Rehabilitation period

Recovery after a fracture does not only involve physical therapy, breathing exercises and massage. It is equally important to pay attention to the psychological state of the victim. After surgery and a long period of rehabilitation, patients often withdraw into themselves, feel vulnerable and depressed.

To prevent the patient from falling into a state of depression, you need to give him as much attention as possible, communicate on abstract topics, and entertain him.
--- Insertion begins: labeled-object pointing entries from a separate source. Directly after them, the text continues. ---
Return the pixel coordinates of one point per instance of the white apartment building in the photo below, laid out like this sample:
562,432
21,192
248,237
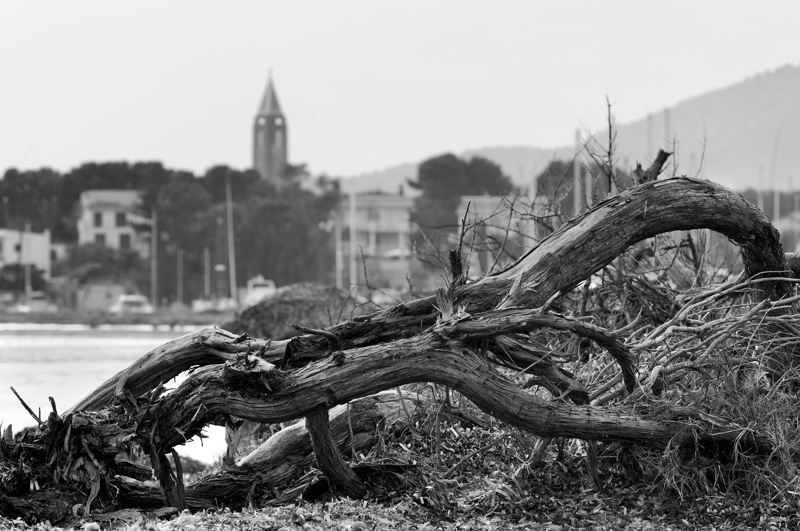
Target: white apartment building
381,227
106,217
26,248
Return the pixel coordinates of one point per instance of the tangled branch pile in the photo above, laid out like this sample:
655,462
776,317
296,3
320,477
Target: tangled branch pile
698,376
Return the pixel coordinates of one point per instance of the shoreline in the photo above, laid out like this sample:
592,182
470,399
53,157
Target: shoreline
157,320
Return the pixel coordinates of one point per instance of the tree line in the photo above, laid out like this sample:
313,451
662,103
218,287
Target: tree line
280,232
283,233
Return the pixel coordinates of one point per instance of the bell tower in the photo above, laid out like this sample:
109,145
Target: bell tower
269,138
If the patient nevertheless falls into a depressed state, it is recommended to undergo treatment with a psychotherapist.

During the recovery stage, the patient needs quality sleep, proper diet, massage and treatment of chronic diseases that have worsened due to the trauma.

It is important to pay attention to the prevention of femoral neck fractures in order to prevent possible complications and recurrence of injury.

Recovery period

For each patient, recovery time takes different periods of time. All this depends on the lifestyle during the illness, on concomitant diseases, timely treatment, the operation performed and the morale of the patient.

Treatment most often takes about 6 weeks, after which the patient must rehabilitate. Gymnastics, massage, physical activity - all this is the key to quick recovery and recovery.

The return to full motor activity after surgery and with conservative treatment occurs after six months or more. The patient’s relatives must put themselves in his position and do everything necessary for a speedy recovery.

Exercises and massage

A week after the injury, when the pain has already subsided, the patient is recommended to engage in physical therapy. You need to start with breathing exercises. The easiest way is to buy a lot of balloons and inflate several of them every day. This exercises your lungs and chest muscles.

Next, you can make movements with the upper body. Swing your arms, turn your head, work your shoulders; you can learn more about these exercises in our article. At first, exercises must be carried out under the supervision of a doctor or relatives.

In addition to exercises, physiotherapeutic methods and massage are prescribed to promote bone healing. As a rule, a specialist from the clinic comes to the patient every day to carry out these procedures (if the patient is at home).

After two weeks, a special physical therapy exercise is selected for each patient for the damaged part of the leg. All this helps restore blood circulation in the pelvic area, strengthen muscles and gradually restore joint mobility.

Possible complications

If conservative treatment methods are used due to the impossibility of surgery, there is a risk of the following complications:

  • Non-union of bones;
  • loss of functions necessary for independent movement;
  • bedsores that occur due to prolonged stay in one position and improper treatment;
  • psycho-emotional disorders;
  • development of thrombosis.

To avoid undesirable consequences, it is necessary to resort to surgical treatment, unless it is contraindicated, strictly follow the recommendations of the attending physician and gradually provide the patient with the necessary physical activity.